Reputation: 25
I'm attempting to write a program in Python which does various tasks to a piece of code. I have done most of these, but one is perplexing me. I don't know enough of the jargon to be able to run an effective search for help with this problem, so I am resorting to asking here.
I need to create a process which reads anything in between parentheses as a single 'block'. Then, if a 'block' contains a specific word or phrase, the python code would delete it.
Example (simplified) Text File contents:
...
entity
{
"id" "38794"
"classname" "info_player_teamspawn"
}
entity
{
"id" "38795"
"classname" "func_detail"
solid
}
entity
{
"id" "38796"
"classname" "path_track"
}
...
In this example, there would be many thousands of these entities listed. I would want the python code to delete anything inside parentheses (and including the 'entity' preface) of any parentheses which contained the word 'solid', ie: This would be the resulting piece:
...
entity
{
"id" "38794"
"classname" "info_player_teamspawn"
}
entity
{
"id" "38796"
"classname" "path_track"
}
...
The id would not need to be corrected. We do not need to worry about that.
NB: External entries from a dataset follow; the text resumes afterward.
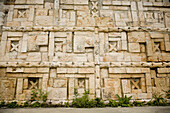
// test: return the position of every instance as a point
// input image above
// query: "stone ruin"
(108, 47)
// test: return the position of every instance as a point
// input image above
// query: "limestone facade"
(108, 47)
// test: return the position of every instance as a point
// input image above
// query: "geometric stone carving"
(135, 83)
(7, 89)
(157, 47)
(22, 13)
(81, 83)
(112, 46)
(14, 46)
(33, 83)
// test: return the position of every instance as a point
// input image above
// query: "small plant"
(12, 105)
(39, 95)
(36, 104)
(66, 104)
(113, 103)
(136, 103)
(168, 94)
(157, 101)
(2, 104)
(124, 101)
(84, 101)
(99, 102)
(26, 104)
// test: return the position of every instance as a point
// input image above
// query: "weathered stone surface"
(112, 88)
(57, 93)
(108, 47)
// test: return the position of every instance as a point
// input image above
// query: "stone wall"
(108, 47)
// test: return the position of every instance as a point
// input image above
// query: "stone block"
(163, 70)
(133, 70)
(20, 1)
(41, 12)
(112, 87)
(67, 1)
(104, 22)
(167, 46)
(19, 86)
(126, 85)
(86, 70)
(61, 70)
(44, 20)
(35, 1)
(81, 2)
(134, 47)
(53, 73)
(2, 72)
(60, 83)
(134, 37)
(25, 85)
(34, 56)
(30, 70)
(117, 70)
(14, 70)
(71, 88)
(15, 34)
(57, 93)
(72, 70)
(43, 70)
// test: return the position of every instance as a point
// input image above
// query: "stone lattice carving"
(108, 47)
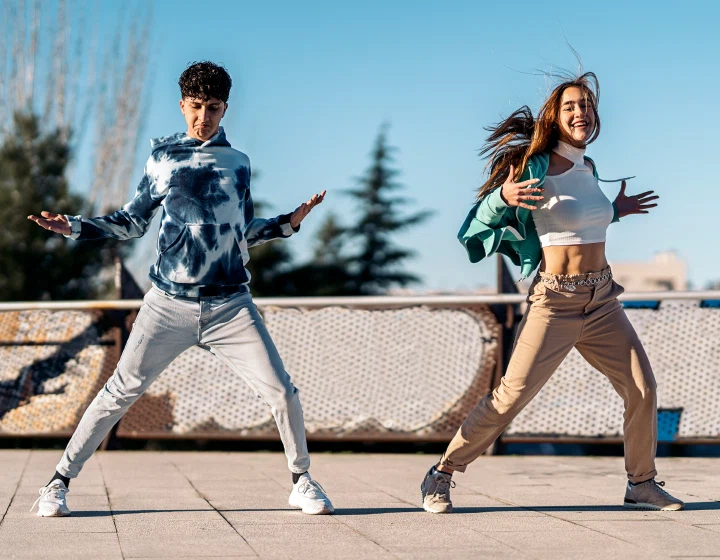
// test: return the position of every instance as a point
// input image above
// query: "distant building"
(666, 271)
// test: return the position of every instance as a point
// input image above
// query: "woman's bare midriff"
(573, 259)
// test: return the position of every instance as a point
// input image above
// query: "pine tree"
(376, 266)
(36, 264)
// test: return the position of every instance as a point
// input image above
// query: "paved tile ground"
(233, 505)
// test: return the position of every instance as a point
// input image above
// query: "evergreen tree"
(36, 264)
(376, 266)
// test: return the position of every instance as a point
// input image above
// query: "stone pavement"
(233, 505)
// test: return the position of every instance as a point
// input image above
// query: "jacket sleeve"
(489, 222)
(261, 230)
(132, 220)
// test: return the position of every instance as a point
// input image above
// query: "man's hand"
(304, 209)
(637, 204)
(56, 223)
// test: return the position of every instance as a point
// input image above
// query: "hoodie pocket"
(205, 254)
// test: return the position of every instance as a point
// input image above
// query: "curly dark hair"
(204, 80)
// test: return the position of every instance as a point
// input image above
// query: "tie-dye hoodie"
(208, 220)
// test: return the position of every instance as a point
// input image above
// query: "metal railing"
(355, 301)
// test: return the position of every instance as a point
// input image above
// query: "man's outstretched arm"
(260, 230)
(132, 220)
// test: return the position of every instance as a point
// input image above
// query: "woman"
(556, 217)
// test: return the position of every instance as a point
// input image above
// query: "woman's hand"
(515, 194)
(56, 223)
(637, 204)
(304, 209)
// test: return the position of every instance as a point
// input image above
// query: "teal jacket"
(493, 226)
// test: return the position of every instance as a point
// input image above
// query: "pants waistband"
(587, 279)
(208, 292)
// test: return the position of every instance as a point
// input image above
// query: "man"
(200, 285)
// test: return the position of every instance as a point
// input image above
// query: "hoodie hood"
(182, 139)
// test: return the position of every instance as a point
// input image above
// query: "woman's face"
(576, 119)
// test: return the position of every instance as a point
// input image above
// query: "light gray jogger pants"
(232, 329)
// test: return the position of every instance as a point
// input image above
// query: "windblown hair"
(205, 80)
(519, 137)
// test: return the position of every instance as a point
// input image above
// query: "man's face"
(202, 117)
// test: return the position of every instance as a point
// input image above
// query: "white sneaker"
(52, 500)
(309, 496)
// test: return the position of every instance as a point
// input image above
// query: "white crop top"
(574, 210)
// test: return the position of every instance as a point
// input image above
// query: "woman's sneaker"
(435, 491)
(51, 502)
(650, 495)
(310, 497)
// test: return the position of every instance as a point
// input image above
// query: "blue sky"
(314, 81)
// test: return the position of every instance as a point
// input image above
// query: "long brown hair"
(519, 137)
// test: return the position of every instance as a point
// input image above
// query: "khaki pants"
(558, 318)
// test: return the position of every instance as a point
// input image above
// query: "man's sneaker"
(52, 500)
(310, 497)
(435, 491)
(650, 495)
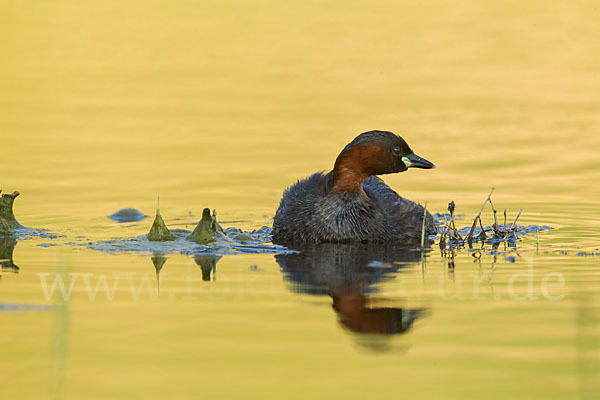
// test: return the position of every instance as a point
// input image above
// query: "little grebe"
(350, 203)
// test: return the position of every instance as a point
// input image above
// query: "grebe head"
(373, 153)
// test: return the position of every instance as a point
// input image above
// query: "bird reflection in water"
(348, 274)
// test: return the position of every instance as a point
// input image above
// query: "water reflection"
(348, 274)
(7, 247)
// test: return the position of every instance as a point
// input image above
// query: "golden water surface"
(109, 104)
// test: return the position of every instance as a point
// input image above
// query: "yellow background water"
(107, 104)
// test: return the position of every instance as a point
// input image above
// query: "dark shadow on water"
(348, 273)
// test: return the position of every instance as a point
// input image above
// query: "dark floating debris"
(452, 238)
(127, 215)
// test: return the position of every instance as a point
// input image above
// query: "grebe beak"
(414, 161)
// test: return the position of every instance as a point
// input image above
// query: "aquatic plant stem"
(470, 236)
(423, 226)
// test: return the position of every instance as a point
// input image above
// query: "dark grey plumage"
(310, 213)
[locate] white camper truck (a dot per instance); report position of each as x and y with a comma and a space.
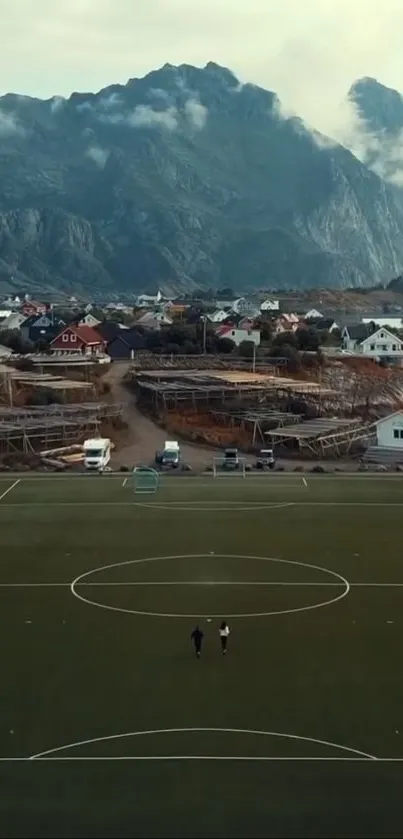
97, 453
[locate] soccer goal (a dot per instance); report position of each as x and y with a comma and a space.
223, 468
145, 480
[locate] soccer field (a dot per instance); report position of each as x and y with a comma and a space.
109, 724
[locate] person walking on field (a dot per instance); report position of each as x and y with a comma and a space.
197, 638
224, 631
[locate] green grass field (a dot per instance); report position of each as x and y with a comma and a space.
110, 726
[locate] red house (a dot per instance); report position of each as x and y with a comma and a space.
78, 339
31, 307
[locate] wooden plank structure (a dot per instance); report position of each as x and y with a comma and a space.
168, 389
323, 437
259, 419
37, 428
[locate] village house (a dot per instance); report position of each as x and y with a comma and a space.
13, 321
32, 307
373, 344
285, 323
270, 305
82, 340
42, 328
238, 335
87, 319
154, 320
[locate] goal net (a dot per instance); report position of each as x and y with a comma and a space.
223, 469
145, 480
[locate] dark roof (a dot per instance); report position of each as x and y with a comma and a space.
359, 331
321, 323
109, 329
131, 337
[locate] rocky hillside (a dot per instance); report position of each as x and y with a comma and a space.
182, 179
381, 113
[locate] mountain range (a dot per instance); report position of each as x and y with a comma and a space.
187, 178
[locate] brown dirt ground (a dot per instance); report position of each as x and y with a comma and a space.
139, 442
143, 437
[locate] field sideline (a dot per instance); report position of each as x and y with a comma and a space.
109, 724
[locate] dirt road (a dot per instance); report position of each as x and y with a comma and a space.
144, 436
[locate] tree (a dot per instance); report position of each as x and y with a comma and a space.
247, 349
289, 338
308, 339
225, 345
291, 354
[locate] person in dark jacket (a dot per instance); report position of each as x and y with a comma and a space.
197, 638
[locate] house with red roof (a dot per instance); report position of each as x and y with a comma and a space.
238, 334
84, 340
32, 307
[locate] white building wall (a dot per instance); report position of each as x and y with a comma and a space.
389, 432
239, 335
376, 347
395, 323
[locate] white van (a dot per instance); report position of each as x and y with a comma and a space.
97, 453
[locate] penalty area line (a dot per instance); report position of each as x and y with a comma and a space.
11, 487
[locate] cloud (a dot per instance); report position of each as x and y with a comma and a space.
111, 101
56, 104
158, 93
84, 106
98, 155
9, 125
308, 53
383, 153
196, 113
146, 117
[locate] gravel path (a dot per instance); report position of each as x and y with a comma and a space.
146, 437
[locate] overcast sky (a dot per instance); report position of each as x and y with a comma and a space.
308, 51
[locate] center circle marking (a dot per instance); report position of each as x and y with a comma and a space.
82, 577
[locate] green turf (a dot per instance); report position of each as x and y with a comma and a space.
113, 656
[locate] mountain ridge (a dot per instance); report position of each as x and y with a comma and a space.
185, 178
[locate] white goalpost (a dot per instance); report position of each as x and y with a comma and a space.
222, 469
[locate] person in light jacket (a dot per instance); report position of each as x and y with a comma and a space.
224, 631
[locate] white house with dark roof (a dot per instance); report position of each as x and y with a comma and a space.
380, 343
389, 431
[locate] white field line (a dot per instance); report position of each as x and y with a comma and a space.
201, 583
200, 479
228, 758
158, 505
3, 495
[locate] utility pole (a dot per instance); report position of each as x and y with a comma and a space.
204, 334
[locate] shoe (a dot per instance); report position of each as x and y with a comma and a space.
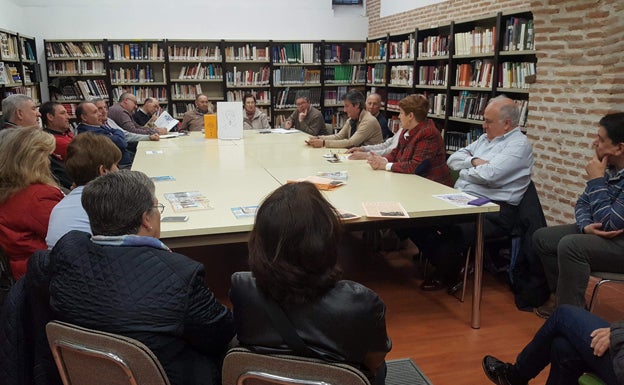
501, 373
432, 285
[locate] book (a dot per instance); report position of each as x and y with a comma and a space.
384, 210
244, 211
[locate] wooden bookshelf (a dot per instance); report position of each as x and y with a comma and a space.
19, 69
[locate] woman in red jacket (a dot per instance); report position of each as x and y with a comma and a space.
28, 192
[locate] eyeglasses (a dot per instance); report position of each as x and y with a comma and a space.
160, 207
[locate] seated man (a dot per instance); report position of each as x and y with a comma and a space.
573, 341
122, 113
360, 129
193, 120
19, 111
88, 156
55, 121
497, 166
306, 118
91, 121
421, 147
595, 241
144, 114
123, 280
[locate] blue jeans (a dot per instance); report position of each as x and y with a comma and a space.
564, 343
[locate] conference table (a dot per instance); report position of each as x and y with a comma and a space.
241, 173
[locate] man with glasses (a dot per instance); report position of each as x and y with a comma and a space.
122, 113
306, 118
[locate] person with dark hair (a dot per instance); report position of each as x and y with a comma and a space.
28, 192
193, 120
293, 253
124, 280
88, 156
420, 147
91, 121
595, 241
361, 129
573, 341
306, 118
253, 117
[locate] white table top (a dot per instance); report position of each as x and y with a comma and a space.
233, 173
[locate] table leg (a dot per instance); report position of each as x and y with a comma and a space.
475, 320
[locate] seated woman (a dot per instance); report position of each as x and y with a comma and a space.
421, 147
293, 250
573, 341
124, 280
253, 118
28, 193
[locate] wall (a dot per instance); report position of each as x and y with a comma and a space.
580, 77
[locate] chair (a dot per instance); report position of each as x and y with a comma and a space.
85, 356
604, 277
243, 367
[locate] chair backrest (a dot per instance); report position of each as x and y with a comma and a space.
85, 356
243, 367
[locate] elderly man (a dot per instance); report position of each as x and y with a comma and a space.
360, 129
193, 120
19, 111
497, 166
373, 104
306, 118
122, 113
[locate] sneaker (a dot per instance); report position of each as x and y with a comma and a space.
501, 373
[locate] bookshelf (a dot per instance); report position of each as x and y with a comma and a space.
77, 71
19, 69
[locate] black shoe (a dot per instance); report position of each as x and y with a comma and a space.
501, 373
432, 285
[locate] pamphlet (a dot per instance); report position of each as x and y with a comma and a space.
458, 199
244, 211
384, 210
166, 120
188, 201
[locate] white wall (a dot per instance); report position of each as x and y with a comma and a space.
183, 19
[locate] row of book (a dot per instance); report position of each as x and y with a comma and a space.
402, 75
200, 53
136, 51
468, 105
70, 49
186, 91
286, 98
478, 41
334, 96
8, 46
296, 75
433, 75
341, 53
434, 46
77, 67
344, 74
247, 52
516, 75
136, 74
519, 34
376, 74
402, 49
142, 93
262, 96
477, 73
248, 77
303, 53
201, 71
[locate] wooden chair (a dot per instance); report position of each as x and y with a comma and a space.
243, 367
90, 357
604, 277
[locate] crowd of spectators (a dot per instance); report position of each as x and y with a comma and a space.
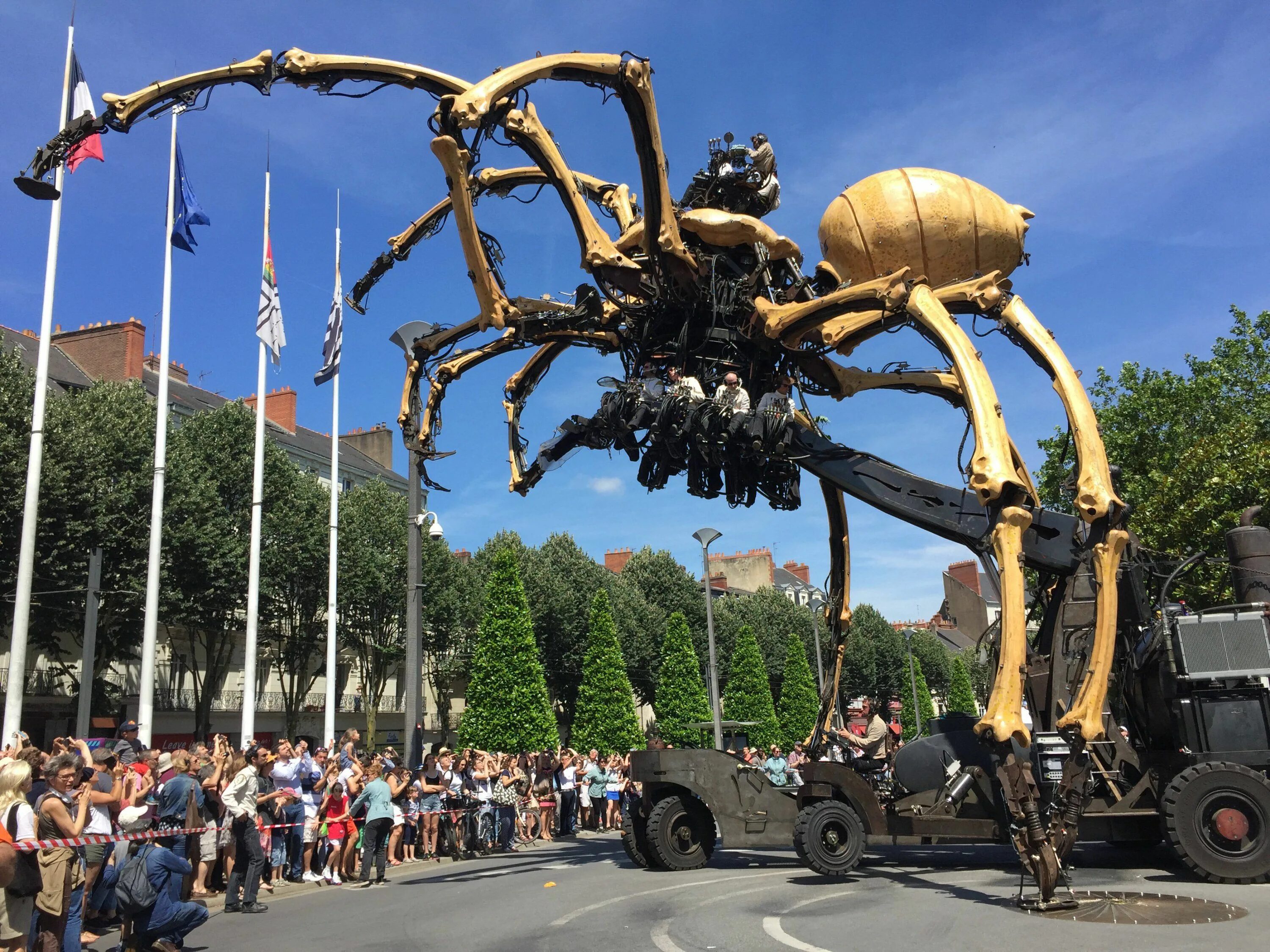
267, 817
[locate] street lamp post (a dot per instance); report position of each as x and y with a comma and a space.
912, 678
705, 537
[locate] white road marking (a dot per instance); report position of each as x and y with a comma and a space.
661, 933
773, 927
679, 888
661, 937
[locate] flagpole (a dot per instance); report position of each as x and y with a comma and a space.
332, 605
150, 630
253, 579
36, 459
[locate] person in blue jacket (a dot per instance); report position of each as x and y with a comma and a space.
169, 921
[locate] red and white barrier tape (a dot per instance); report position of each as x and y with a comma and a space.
102, 838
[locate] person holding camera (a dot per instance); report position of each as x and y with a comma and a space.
61, 813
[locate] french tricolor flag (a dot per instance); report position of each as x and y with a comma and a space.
82, 102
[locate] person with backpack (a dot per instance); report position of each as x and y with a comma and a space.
18, 820
164, 922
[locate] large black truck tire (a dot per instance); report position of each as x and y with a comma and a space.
635, 838
680, 833
1217, 819
830, 838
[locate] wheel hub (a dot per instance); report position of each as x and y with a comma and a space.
1231, 824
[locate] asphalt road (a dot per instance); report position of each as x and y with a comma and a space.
586, 895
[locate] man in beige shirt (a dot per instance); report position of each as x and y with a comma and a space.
873, 744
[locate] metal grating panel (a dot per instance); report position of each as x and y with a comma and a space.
1226, 645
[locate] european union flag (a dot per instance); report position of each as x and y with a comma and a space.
187, 210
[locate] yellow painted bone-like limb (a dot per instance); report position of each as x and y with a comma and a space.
793, 322
1086, 711
470, 107
1002, 719
453, 370
519, 386
303, 68
494, 306
1095, 495
129, 107
850, 381
497, 181
991, 465
729, 230
597, 248
299, 68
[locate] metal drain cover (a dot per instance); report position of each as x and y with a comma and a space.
1143, 909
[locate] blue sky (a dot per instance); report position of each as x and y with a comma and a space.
1136, 132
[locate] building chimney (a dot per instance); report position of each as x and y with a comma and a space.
107, 351
376, 443
616, 559
280, 408
801, 570
968, 574
176, 371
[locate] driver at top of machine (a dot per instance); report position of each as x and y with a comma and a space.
732, 398
779, 400
873, 744
686, 386
762, 157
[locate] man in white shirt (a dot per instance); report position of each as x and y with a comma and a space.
685, 386
774, 417
294, 768
242, 800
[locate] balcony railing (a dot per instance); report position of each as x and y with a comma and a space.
41, 683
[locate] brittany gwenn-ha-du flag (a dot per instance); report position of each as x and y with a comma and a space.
268, 322
82, 102
334, 342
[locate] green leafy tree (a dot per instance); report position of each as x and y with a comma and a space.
801, 702
667, 587
926, 705
207, 526
295, 558
748, 696
94, 493
936, 660
605, 714
771, 616
1193, 448
681, 693
962, 693
451, 594
508, 706
981, 672
373, 572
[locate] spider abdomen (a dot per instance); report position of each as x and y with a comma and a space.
940, 225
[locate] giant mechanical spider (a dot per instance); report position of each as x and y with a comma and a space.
700, 287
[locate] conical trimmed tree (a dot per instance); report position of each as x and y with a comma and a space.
681, 693
508, 706
961, 691
801, 702
605, 714
748, 696
924, 697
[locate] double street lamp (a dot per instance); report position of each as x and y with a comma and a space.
705, 537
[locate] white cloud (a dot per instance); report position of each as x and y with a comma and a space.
607, 485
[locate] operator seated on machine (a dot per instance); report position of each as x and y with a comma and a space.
774, 421
872, 748
733, 403
764, 162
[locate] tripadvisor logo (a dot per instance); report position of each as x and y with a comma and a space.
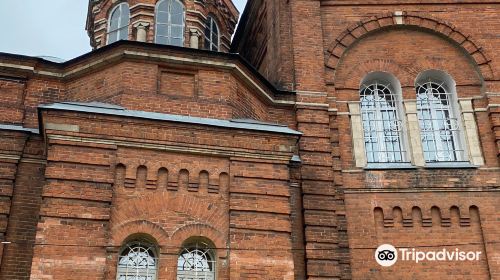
387, 255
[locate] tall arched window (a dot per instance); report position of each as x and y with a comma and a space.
169, 23
196, 261
118, 23
211, 35
438, 117
137, 261
380, 100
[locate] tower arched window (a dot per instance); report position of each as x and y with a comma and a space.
196, 261
118, 23
437, 109
211, 34
137, 260
381, 110
169, 23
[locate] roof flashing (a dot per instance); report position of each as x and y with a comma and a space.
113, 110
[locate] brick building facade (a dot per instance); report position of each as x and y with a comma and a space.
323, 130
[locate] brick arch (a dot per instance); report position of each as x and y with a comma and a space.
369, 25
121, 232
222, 22
405, 76
198, 230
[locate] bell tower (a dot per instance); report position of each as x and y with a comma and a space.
199, 24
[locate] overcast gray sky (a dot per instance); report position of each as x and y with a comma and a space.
48, 27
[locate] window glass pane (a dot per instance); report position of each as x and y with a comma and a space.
137, 261
123, 33
113, 37
196, 262
177, 31
113, 24
124, 14
161, 30
177, 7
163, 6
439, 127
162, 17
381, 123
162, 40
176, 42
177, 18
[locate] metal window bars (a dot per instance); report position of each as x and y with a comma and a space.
196, 262
137, 262
440, 128
382, 125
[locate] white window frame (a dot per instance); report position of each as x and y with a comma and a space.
121, 30
198, 248
401, 156
169, 22
210, 24
453, 127
126, 272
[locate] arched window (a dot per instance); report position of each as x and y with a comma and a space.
211, 35
169, 23
380, 100
137, 261
196, 261
118, 23
437, 114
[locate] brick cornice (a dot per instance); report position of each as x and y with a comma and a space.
369, 25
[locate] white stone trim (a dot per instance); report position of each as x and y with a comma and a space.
416, 150
358, 138
470, 132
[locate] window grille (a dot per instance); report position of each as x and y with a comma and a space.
439, 125
196, 262
118, 23
211, 35
137, 261
170, 23
382, 124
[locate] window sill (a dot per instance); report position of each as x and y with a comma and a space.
389, 165
456, 164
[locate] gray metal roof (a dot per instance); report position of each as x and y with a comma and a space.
18, 128
109, 109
I hope I explained my problem well enough, and I hope there is a solution possible. If anyone would like to a library of jargon I could use to help explain or research any further problems I may have, that would be appreciated too!
Many thanks in advance!
Upvotes: 2
Views: 1438
Reputation: 215009
First, let's write a generator that yields titles ("entity") and their respective blocks:
def blocks(filename):
title, block = '', None
with open(filename) as fp:
for line in fp:
if '{' in line:
block = line
elif block is not None:
block += line
else:
title = line
if '}' in line:
yield title, block
title, block = '', None
Then read the blocks and output those passing the test:
for title, block in blocks('input.txt'):
if 'solid' not in block:
print title, block
Upvotes: 1
Reputation: 1729
Here's a non-regex solution. It might be a little more verbose, but also more intuitive.
input = open("a.txt", "rb")
output = open("b.txt", "wb") # an empty file for output
def filter_block(instream, outstream, keyword):
block_buffer = []
in_block = False
dump_block = False
for line in instream: # <- Iterate through the lines of the input
line = line.rstrip()
block_buffer.append(line) # <- Keep the block of text in memory
line_text = line.strip()
if line_text == "{":
in_block = True
elif line_text == keyword and in_block: # <- Check if this block
dump_block = True # needs to be dumped
elif line_text == "}":
if not dump_block: # <- If not,
outstream.write("\n".join(block_buffer)) # <- keep it.
#print "\n".join(block_buffer)
block_buffer = [] # <- Flush buffer, continue
in_block = dump_block = False
filter_block(input, output, "solid")
Upvotes: 0
Reputation: 11322
It is possible to do everything using a single regular expression. However, that quickly becomes unreadable, expecially as you span multiple lines (and I guess you may have other patterns you might want to remove).
I would split the problem in two:
First, find all the entity blocks using this regular expression:
p = re.compile(r'entity\s*{(.*?)}')
Then define a substitute function that does the replacement.
def remove_solid(match):
text = match.groups(0)
if text.find('solid') != -1:
return ''
else
return text
Hook these two together like this
output = p.sub(remove_solid, input)
Upvotes: 1
Reputation: 1550
You can use a regular expressions (regex) to search for the following pattern and replace matched text with line break or space.
import re
[...]
output = re.sub(r'entity\n{[\w\s\n"]*solid[\w\s\n"]*\n}\n', '', input)
[...]
Upvotes: 0